Вход воспрещается: No entry
There is nothing worse than trying to pass yourself off as a fluent and knowledgeable Russian speaker and being asked a question that you can't answer and — worse yet — never thought to ask yourself. So it was with me when a friend looked at a lot of signs prohibiting entry and asked the difference between запрещать (to prohibit) and воспрещать (to prohibit). "They're basically synonyms," I began, "but…" But what? Then I remembered a Russian translator who told me what she says when a student asks a question she can't answer: "It's a matter of usage."
The usage ploy helped me save face, but it was a cheat. What is the difference between these two words?
Dictionaries make clear that запрещать and воспрещать are in fact synonyms. But запрещать had many more examples than воспрещать. So perhaps воспрещать is just a less common word?

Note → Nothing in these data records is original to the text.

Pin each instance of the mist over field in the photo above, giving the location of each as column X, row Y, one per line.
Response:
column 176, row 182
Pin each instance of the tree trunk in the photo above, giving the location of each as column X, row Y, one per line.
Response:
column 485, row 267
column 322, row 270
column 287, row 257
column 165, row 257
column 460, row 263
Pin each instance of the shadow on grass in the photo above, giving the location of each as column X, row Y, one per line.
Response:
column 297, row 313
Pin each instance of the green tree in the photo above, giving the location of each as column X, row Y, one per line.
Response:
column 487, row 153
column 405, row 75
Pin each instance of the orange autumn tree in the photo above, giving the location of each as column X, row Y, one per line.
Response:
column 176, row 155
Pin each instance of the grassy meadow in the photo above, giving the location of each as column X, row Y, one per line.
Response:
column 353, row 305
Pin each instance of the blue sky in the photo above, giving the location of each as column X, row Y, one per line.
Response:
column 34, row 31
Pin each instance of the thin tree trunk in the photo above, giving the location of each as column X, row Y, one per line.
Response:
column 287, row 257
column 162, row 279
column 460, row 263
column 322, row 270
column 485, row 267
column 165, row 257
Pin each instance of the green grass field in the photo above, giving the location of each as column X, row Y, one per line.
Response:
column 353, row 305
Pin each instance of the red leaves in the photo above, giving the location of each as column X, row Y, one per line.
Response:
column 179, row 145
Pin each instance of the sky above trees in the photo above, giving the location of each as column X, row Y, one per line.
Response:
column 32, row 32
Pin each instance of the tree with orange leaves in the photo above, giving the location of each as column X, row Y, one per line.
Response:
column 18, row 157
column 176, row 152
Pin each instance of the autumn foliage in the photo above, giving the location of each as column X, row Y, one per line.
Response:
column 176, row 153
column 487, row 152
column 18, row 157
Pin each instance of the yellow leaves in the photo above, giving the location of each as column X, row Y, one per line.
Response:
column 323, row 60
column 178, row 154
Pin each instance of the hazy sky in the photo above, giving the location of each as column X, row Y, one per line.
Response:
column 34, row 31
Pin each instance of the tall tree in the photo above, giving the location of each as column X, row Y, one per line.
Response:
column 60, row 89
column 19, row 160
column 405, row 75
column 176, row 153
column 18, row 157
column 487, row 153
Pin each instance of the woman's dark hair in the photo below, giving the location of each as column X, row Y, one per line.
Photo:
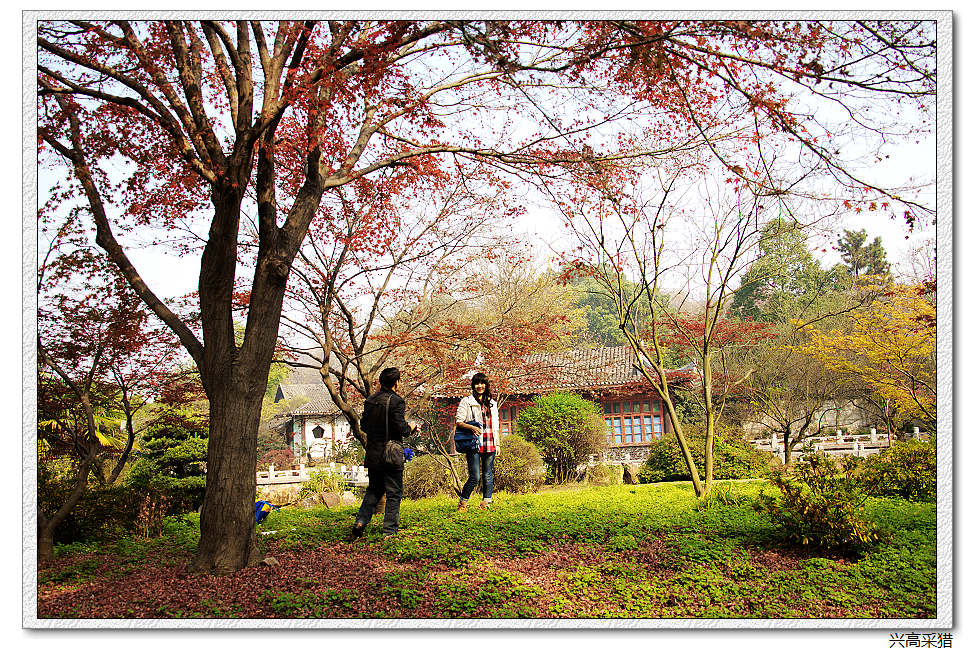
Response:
column 481, row 377
column 388, row 377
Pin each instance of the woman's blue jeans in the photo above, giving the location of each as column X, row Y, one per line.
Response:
column 475, row 463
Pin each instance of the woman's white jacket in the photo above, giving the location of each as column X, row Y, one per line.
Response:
column 469, row 409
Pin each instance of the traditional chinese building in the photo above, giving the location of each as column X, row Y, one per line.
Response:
column 632, row 409
column 312, row 429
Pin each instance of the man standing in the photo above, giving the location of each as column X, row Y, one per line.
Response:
column 383, row 418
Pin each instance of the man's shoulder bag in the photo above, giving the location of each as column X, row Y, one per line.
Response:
column 393, row 455
column 466, row 441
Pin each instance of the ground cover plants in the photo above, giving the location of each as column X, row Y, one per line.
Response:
column 628, row 551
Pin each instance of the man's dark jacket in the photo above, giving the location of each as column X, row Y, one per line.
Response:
column 374, row 424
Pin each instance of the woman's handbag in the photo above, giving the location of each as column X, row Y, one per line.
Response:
column 393, row 454
column 464, row 440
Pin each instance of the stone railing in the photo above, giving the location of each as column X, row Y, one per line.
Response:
column 354, row 475
column 840, row 443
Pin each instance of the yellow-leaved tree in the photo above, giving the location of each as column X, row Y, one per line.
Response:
column 890, row 345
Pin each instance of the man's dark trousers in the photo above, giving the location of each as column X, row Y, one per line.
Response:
column 383, row 480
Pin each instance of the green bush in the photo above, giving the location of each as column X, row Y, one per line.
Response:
column 426, row 476
column 820, row 508
column 565, row 428
column 518, row 467
column 605, row 475
column 734, row 458
column 321, row 481
column 906, row 470
column 104, row 513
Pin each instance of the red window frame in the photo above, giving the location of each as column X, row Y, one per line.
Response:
column 508, row 418
column 633, row 420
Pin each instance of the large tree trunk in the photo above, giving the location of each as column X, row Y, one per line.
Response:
column 46, row 526
column 228, row 540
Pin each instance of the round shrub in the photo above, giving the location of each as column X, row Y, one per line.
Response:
column 518, row 467
column 565, row 428
column 906, row 470
column 104, row 513
column 604, row 475
column 427, row 476
column 818, row 507
column 734, row 458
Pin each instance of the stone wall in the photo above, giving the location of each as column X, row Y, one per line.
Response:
column 636, row 454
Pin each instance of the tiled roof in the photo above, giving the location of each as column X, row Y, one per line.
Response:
column 319, row 400
column 577, row 369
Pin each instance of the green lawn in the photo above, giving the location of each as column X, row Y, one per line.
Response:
column 646, row 551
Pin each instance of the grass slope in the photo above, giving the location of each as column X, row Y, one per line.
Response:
column 646, row 551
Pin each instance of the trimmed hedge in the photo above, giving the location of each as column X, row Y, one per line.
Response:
column 518, row 466
column 734, row 458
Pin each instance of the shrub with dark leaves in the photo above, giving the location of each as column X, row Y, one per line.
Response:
column 906, row 470
column 427, row 475
column 734, row 458
column 820, row 508
column 518, row 467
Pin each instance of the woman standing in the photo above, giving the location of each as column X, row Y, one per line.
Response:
column 481, row 408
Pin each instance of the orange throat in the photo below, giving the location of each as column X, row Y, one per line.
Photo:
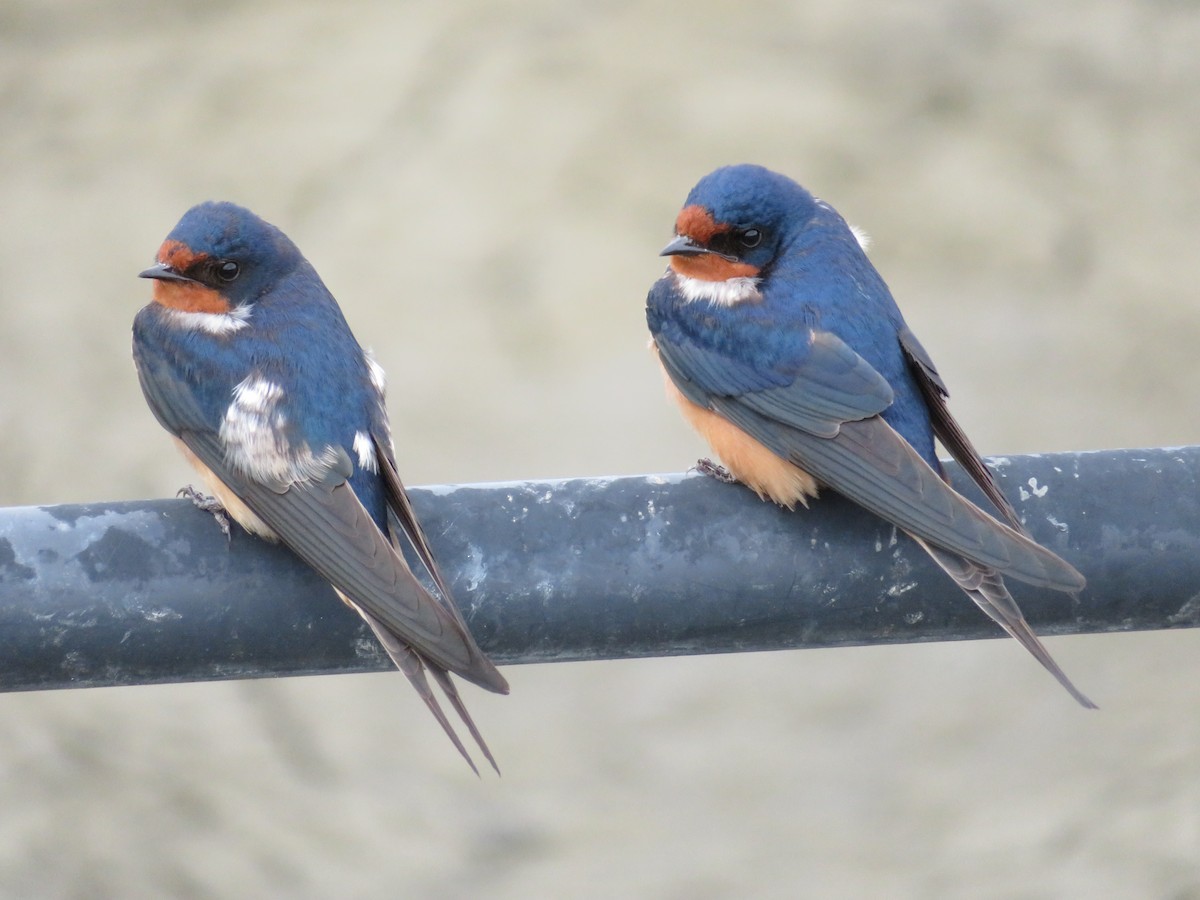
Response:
column 189, row 298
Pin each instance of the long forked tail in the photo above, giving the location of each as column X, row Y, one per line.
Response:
column 411, row 664
column 987, row 588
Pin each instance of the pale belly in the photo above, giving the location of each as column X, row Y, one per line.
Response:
column 760, row 469
column 233, row 505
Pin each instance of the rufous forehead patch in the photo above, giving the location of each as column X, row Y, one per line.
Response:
column 697, row 223
column 179, row 256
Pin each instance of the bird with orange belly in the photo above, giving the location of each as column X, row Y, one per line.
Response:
column 785, row 351
column 246, row 359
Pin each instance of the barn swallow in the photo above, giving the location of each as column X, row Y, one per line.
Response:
column 246, row 359
column 785, row 351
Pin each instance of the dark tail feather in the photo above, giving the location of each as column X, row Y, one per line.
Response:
column 987, row 588
column 443, row 678
column 411, row 664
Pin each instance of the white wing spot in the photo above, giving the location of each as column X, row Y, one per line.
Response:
column 378, row 377
column 364, row 447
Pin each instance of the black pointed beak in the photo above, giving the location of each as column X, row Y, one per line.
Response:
column 683, row 246
column 162, row 271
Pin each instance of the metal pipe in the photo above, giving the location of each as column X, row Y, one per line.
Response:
column 591, row 568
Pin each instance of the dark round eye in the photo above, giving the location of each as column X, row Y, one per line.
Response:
column 750, row 238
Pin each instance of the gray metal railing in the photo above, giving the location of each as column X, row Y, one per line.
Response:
column 591, row 568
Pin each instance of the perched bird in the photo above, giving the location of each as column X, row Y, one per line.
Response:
column 786, row 352
column 245, row 358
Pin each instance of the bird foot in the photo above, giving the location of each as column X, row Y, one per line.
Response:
column 209, row 504
column 707, row 467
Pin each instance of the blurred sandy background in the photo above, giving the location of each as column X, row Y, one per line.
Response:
column 485, row 187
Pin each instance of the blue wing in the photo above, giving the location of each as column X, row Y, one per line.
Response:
column 814, row 401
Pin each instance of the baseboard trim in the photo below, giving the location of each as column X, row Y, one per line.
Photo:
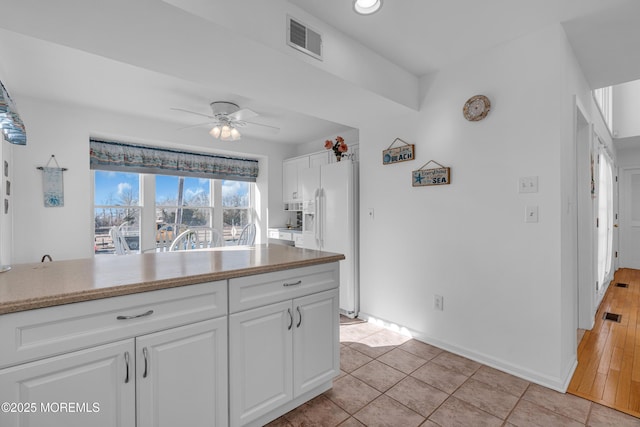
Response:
column 555, row 383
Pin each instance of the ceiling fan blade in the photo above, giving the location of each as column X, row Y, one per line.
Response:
column 194, row 112
column 271, row 128
column 243, row 114
column 209, row 123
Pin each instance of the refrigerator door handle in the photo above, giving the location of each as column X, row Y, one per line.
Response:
column 316, row 219
column 320, row 219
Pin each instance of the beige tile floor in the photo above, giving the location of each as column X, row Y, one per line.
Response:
column 387, row 379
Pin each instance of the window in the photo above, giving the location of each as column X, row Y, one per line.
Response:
column 116, row 204
column 183, row 200
column 188, row 185
column 236, row 207
column 179, row 203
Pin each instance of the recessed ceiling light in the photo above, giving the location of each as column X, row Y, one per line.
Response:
column 366, row 7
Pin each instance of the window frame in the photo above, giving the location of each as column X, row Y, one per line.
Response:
column 147, row 208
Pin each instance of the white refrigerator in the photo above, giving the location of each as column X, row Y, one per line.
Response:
column 330, row 222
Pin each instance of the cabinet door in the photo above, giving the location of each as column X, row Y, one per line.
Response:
column 290, row 170
column 93, row 387
column 316, row 341
column 260, row 357
column 319, row 159
column 182, row 376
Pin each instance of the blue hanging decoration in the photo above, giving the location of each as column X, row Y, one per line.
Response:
column 11, row 124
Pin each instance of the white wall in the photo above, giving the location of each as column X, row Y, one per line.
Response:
column 500, row 277
column 64, row 130
column 626, row 101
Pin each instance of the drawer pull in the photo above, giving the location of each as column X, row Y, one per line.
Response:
column 293, row 284
column 126, row 364
column 146, row 362
column 148, row 313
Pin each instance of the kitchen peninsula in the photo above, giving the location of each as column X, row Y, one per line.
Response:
column 233, row 336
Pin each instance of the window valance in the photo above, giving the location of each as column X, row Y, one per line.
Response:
column 116, row 156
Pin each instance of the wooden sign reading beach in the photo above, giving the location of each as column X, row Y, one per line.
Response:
column 398, row 154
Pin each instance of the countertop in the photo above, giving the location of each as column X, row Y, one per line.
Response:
column 38, row 285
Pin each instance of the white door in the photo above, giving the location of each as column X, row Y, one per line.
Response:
column 310, row 185
column 260, row 358
column 182, row 376
column 605, row 217
column 108, row 401
column 630, row 219
column 316, row 341
column 337, row 226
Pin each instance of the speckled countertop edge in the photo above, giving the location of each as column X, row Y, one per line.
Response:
column 52, row 296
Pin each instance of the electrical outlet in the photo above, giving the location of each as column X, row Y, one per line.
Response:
column 438, row 302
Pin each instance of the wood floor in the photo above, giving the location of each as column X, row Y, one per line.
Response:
column 608, row 369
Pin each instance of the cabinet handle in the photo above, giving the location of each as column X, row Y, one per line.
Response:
column 148, row 313
column 290, row 319
column 292, row 284
column 126, row 364
column 146, row 361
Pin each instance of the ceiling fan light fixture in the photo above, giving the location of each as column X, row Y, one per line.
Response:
column 366, row 7
column 225, row 133
column 215, row 132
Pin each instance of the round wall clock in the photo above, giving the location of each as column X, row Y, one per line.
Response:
column 476, row 108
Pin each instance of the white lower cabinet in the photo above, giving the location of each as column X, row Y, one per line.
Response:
column 96, row 381
column 181, row 376
column 169, row 378
column 237, row 352
column 279, row 353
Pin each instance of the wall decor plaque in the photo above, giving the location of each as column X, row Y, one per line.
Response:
column 398, row 154
column 436, row 176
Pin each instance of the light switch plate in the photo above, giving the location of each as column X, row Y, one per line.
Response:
column 528, row 184
column 531, row 214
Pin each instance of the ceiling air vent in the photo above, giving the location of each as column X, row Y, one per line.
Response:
column 303, row 38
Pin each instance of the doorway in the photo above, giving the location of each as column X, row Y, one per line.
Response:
column 585, row 189
column 630, row 218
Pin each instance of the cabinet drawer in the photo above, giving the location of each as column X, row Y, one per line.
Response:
column 274, row 234
column 284, row 235
column 262, row 289
column 40, row 333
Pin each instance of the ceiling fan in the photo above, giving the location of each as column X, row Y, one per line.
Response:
column 227, row 117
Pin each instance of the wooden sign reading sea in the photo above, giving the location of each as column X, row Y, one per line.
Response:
column 438, row 176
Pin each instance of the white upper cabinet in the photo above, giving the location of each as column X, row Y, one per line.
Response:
column 290, row 188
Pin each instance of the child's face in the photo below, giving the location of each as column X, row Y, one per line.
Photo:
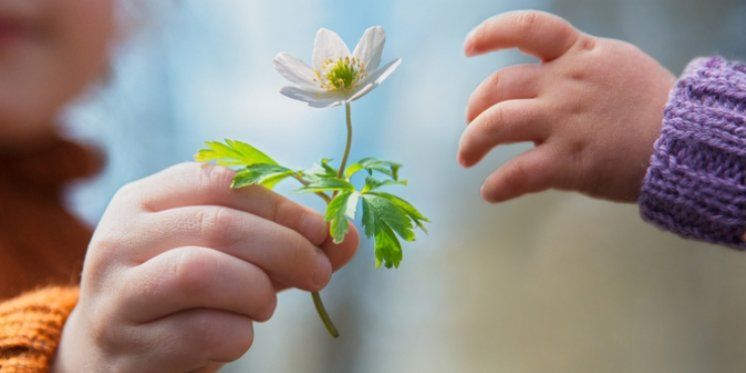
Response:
column 49, row 51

To test that theory I ran them through a search engine and saw that запрещать had about eight times more hits than воспрещать. The delightful Google Ngram Viewer confirmed this with a graph that showed consistently more use of запрещать over the last 200 years, with a peak at 1808, a smaller one at 1833 and a zig-zagging decline until the mid-1980s, after which it picked up again slightly.
Воспрещать peaked dramatically in 1833 — what on earth were Russians up to in 1833 that needed to be prohibited? — and then petered out to almost nothing by 1930.
So now I had some of the picture. Воспрещать isn't used as much today as запрещать. But can they be used interchangeably?
For that I checked an associative dictionary. Воспрещать was associated with religion, laws, monastic leaders and princes. But запрещать had the same associations plus another dozen or so — including alcohol, marriage and etiquette. More confirmation of what I already knew: запрещать is more common. But not much help in figuring out when and with what activities воспрещать and запрещать could be used.
Then I did a search on the Russian corpus, hoping to find categories of activities that were only prohibited with one word or the other. For hours I plowed through the centuries, reading examples of everything from tweets to monastery rules.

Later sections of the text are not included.